Lawn & Garden – Watering Tips from Louisville Water
- Water every 1-3 days in summer, more often for younger plants.
- It is common for leaves to droop in the heat of the day, but drooping in the morning or at night is a sign to water.
- Mulch can help retain moisture.
- Always check to see if soil needs water; overwatering can lead to disease and root rot.
- Plants in containers require daily watering in summer.
- Avoid porous planters like terracotta that leach moisture more rapidly.
- Add coir peat to potting mix to help retain water in the soil.
- Consider using larger containers that can hold multiple plants; these will dry out less quickly.
- Mow lawn to the correct height (1-2 inches depending on the variety).
- For best results, deep soak the lawn as opposed to lightly watering.

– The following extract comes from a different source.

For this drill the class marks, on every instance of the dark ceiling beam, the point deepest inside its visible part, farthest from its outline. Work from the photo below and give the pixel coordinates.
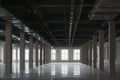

- Most lawns need about 1 inch of water per week; a rain gauge helps to monitor water levels.
- For larger areas, consider installing an irrigation system.
- Trees less than 3 years old should be watered twice weekly.
- In drought conditions, even mature trees need weekly watering.
- Water at the drip line (the perimeter below the branches) instead of at the base of the tree.
- It takes at least an hour for water to saturate through the turf and begin to work into the soil.
Ways to Save Water
- Water plants in the morning to minimize evaporation.
- Check hose connections for leaks; even a small leak can waste hundreds of gallons a day.
- Position sprinklers where water won’t hit pavement, and avoid watering on windy days.